This Labour MP Says The BBC Chief Should Be Voted For By The Public

    According to Labour's Clive Lewis, the BBC has a "structural bias" against Jeremy Corbyn.

    An influential Labour MP has said making the BBC director-general an elected position would introduce more accountability and could address the alleged "structural bias" the broadcaster has against Jeremy Corbyn.

    Former journalist Clive Lewis, who represents Norwich South, took part in a media panel at the pro-Corbyn Momentum gathering on the edges of the Labour party conference in Brighton on Monday afternoon.

    Lewis, the chair of the National Union of Journalists parliamentary working group, agreed with an audience member who proposed that the director-general should not be appointed by the BBC trustees, but rather be put out to a public vote.

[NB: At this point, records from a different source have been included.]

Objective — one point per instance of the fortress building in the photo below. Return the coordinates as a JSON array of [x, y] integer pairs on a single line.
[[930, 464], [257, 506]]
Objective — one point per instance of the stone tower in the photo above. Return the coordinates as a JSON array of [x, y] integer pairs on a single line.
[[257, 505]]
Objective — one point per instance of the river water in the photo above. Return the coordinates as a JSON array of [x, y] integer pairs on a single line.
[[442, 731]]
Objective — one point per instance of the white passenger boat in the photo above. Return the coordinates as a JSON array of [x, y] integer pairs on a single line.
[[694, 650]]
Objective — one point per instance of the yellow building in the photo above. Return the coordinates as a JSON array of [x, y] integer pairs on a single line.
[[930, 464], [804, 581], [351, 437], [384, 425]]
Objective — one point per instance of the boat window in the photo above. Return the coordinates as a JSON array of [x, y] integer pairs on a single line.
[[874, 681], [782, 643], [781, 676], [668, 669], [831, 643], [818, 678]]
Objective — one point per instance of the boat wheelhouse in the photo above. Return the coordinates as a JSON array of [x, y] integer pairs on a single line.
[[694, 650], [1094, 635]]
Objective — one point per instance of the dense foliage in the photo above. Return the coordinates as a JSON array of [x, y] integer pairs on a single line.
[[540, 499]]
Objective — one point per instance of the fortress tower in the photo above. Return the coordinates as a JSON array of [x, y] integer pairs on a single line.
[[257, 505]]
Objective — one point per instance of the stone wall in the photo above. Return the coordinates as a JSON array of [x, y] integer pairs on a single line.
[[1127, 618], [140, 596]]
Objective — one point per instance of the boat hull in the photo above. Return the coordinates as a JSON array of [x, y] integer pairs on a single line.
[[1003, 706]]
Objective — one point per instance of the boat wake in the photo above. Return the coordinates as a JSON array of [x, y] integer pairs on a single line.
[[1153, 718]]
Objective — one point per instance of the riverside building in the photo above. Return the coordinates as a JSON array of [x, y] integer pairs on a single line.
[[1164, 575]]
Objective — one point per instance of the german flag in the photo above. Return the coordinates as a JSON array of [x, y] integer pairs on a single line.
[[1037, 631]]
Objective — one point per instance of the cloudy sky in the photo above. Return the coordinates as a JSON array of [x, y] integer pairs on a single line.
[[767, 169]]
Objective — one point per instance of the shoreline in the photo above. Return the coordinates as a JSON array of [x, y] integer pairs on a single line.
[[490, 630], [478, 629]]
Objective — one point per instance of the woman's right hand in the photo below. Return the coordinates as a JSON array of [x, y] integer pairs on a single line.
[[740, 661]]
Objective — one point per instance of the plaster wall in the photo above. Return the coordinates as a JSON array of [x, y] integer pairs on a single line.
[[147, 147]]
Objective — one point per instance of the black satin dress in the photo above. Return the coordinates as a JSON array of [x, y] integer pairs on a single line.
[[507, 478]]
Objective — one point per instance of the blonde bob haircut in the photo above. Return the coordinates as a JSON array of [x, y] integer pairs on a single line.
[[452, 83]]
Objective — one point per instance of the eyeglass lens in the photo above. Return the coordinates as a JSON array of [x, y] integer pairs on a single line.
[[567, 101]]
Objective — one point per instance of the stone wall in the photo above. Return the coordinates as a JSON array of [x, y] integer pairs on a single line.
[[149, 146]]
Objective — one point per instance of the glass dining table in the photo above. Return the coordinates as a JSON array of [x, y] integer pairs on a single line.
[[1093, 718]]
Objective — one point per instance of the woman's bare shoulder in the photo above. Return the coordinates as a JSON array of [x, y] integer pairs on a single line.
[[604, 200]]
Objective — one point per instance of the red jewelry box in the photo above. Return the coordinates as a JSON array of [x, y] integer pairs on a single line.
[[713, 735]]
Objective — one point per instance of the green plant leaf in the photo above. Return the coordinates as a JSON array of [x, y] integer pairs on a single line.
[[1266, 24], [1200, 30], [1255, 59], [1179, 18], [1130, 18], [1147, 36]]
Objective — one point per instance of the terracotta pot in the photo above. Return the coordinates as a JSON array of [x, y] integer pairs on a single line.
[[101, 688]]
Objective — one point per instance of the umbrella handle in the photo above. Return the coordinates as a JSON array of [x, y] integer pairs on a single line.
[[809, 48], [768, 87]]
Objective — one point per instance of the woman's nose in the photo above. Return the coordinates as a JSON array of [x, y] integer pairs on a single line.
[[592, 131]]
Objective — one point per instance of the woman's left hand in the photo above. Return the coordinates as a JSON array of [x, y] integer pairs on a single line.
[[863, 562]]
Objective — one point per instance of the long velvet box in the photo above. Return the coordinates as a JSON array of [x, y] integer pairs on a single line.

    "In terms of the director-general being elected, I think that would be a start," Lewis said. "That would open up a debate and develop a hunger from the public to actually change the BBC.

    "If you have an elected director-general then they are accountable to some degree."

    The BBC director-general, the public broadcaster's most senior editorial position, is currently Tony Hall, who got the job in 2013.

    BuzzFeed News asked the BBC what it thought about the new proposal to have its chief elected by members of the public.

    “It would be wrong to politicise the choice of director-general," a BBC source said. "There’s a charter in place which sets out a clear process for the appointment of the chairman, director-general and board.”

    Lewis also claimed the BBC had a "structural bias" against Corbyn, which he sketched back to its founding last century.

    "You know the history of the BBC?" he asked. "Lord Reith cut his teeth and established the BBC off the back of helping Winston Churchill and others break the [1926] general strike.

    "That was how the BBC was born ... so it's probably no surprise that it's probably going to be antagonistic to Corbyn."

    The party's fractured relationship with the BBC is under the spotlight this week after reports that BBC political editor Laura Kuenssberg was being assigned a security team to attend the Labour conference because of threats made against her.

    In January this year, the BBC Trust – the now-defunct body that used to govern the BBC – found one of Kuenssberg's reports on Corbyn inaccurate, but said there was no evidence of bias.

    Askd John McDonnell re sad fact Laura Kuensbergg needs a bodyguard. Any abuse, he says, she shld tell them "John McDonnell will sort 'em."

    At the Momentum panel, Clive Lewis addressed the Kuenssberg security issue and began by saying "Laura Kuenssberg, I think it's a disgrace..."

    However in an awkward moment, a few people in the audience misheard Lewis's comment as "Laura Kuenssberg, I think, is a disgrace" and responded by clapping and saying "hear, hear".

    Lewis, however, condemned the threats against her. "Laura Kuenssberg, I think it's a disgrace that any woman needs to have bodyguards at our conference," he said. "Question her journalism – don't threaten her."